Pirate 2: (looks at his partner) Well? Check.
Pirate 1: What if he's lying?
Pirate 2: If he were telling the truth, that would be better?

Henchman 24: Come on! They have one female servicing a large group of males. That implies a species that lays eggs.
Henchman 21: Oh my God, you're crazy! They're so obviously mammals!
Henchman 24: Please! She'd be in estrus 24/7 if she didn't lay eggs.
Henchman 21: Smurfs don't lay eggs! I won't tell you this again! Papa Smurf has a fucking beard! They're mammals!

Dr. Girlfriend: Sweetie, isn't that the guy from Depeche Mode?
The Monarch: Oh no, wait, where? Holy crap, he's with a girl!
Dr. Girlfriend: Oh yeah, that guy is totally straight. I saw a whole thing about him on the VH1.
The Monarch: But he's the guy from Depeche Mode. That's impossible!
Dr. Girlfriend: Straight!
The Monarch: Come on! He's in Depeche Mode!

Thursday, July 23, 2009

Blast From the Past - Cleese and Muppets

Here's an awesome little clip I stumbled across featuring John Cleese and the Muppets. Nice to see Cleese doesn't mitigate his mastery of comedic rage for adorable co-stars made out of felt.

See Kermit try to make Cleese do a musical number:

RIP - Les Lye

A true Canadian icon is gone; Les Lye passed away on Tuesday at the age of 84.

Lye was
known the world over as the adult star of classic kids show You Can't Do That on Television, on which he played numerous roles, notably floor director Ross and hygienically challenged chef Barth. An entire generation of children the world over watched the show, which featured characters being slimed from above if they said "I don't know" or drenched in water if said "water". Conceived as a sort of Laugh-In for kids, it was renowned for its anarchic and cheesy sense of humour and bold concepts. The series ran for an amazing eleven years, from 1979 to 1990.

this was not Lye's only success, for he was also a legendary presence on Canadian radio as well. In the late 1940s he began working at Ottawa's CFRA station, alongside a then-little known impersonator named Rich Little. Lye and Little were close, with Lye appearing on Little's first comedy album, My Fellow Canadians. Lye would gain a large following on the station, but in 1961 he left radio to start working at CJOH, a local Ottawa TV station.

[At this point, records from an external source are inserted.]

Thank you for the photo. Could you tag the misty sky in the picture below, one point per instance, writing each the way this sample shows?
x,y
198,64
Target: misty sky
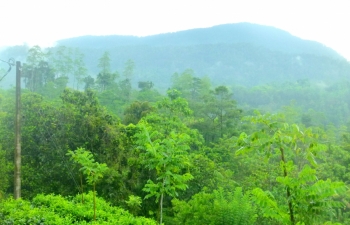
x,y
45,21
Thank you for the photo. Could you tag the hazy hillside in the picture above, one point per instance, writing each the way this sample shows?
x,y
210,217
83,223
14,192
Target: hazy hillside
x,y
231,54
243,53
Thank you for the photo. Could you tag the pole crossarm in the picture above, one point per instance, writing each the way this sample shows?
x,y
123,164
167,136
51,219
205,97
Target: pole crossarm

1966, he teamed with Bill Luxton to create and star in the comedic kids show Willy & Floyd. Originally just a format to introduce Saturday morning cartoons, the show was a hit and soon expanded to a full half hour. It was syndicated nationally, and would run for an incredible 22 years, from 1966 to 1988.

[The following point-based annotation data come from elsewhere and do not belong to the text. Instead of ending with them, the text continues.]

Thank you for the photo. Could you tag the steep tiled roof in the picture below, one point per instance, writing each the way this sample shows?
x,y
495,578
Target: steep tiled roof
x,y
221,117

Of his friend, Rich Little said: He was as good as anybody in the (United) States. I used to tell him, ‘If you want to leave Ottawa, I can get you a job.’ But he never wanted to leave Ottawa.

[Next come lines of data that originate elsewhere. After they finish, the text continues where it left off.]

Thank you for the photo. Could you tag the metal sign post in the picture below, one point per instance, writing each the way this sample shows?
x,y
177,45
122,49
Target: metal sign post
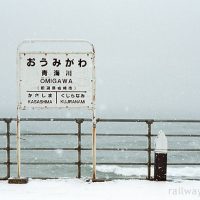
x,y
55,79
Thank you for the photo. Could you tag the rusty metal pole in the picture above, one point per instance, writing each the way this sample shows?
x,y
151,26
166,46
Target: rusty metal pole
x,y
94,121
94,148
149,123
18,144
8,121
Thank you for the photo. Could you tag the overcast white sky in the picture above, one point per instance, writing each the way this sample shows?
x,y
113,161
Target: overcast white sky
x,y
147,52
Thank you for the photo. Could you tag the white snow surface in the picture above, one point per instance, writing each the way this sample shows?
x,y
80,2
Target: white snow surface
x,y
74,189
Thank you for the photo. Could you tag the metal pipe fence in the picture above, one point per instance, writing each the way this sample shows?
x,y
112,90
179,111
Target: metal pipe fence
x,y
79,149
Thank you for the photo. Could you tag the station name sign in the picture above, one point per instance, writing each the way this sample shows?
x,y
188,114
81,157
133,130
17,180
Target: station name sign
x,y
56,80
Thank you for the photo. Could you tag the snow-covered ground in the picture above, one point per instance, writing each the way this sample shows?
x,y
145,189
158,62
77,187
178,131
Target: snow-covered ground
x,y
73,189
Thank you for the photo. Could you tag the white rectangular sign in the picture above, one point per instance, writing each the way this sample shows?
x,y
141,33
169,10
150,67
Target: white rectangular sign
x,y
56,80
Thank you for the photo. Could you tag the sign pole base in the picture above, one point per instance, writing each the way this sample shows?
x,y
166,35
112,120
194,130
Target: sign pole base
x,y
15,180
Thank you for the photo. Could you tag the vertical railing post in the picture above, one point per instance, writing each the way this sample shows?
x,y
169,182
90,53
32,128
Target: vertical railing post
x,y
149,123
79,122
8,122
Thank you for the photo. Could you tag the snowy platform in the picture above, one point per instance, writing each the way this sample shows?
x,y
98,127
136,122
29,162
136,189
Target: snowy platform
x,y
72,189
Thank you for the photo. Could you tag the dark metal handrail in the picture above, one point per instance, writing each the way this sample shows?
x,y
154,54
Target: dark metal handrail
x,y
79,148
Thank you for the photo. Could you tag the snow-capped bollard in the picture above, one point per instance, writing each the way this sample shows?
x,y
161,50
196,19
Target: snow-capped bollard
x,y
160,163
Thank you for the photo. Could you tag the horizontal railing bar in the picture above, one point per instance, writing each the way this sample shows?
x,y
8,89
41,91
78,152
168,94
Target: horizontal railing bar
x,y
106,120
88,149
103,134
87,163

Ottawa Citizen has a nice look at Lye's life. Here's a look at Lye in action as Ross:

Wednesday, July 22, 2009

I am not Lebowski, man, you're Lebowski. I'm the Dude.

Over at Ain't it Cool, they've posted a neat little story about a funny thing happening at last night's Lebowski Fest in Seattle. Apparently, Jeff Bridges appeared via satellite in character as the Dude! He was apologizing for not coming in person, but he was stuck in Canada filming the sequel to Tron. A guy attending snapped this picture, which is so awesome I can hardly believe it:

Yep. That's the Dude. In a Tron hat. Bridges is awesome.

On a side note: they have Lebowski Fests?!?!?

Monday, July 20, 2009

UPDATE - New New Doctor News

This week is a big week for us Canadian Doctor Who fans. Forget Star Trek, Battlestar and Harry Potter, my favourite sci-fi show always has and will be Doctor Who.

I've already reported that current Doctor David Tennant is leaving the show (and rumoured to be the first choice to play Bilbo Baggins in The Hobbit) and that relative unknown Matt Smith will be taking up the role when the series returns for a full season of episodes following this year of "specials".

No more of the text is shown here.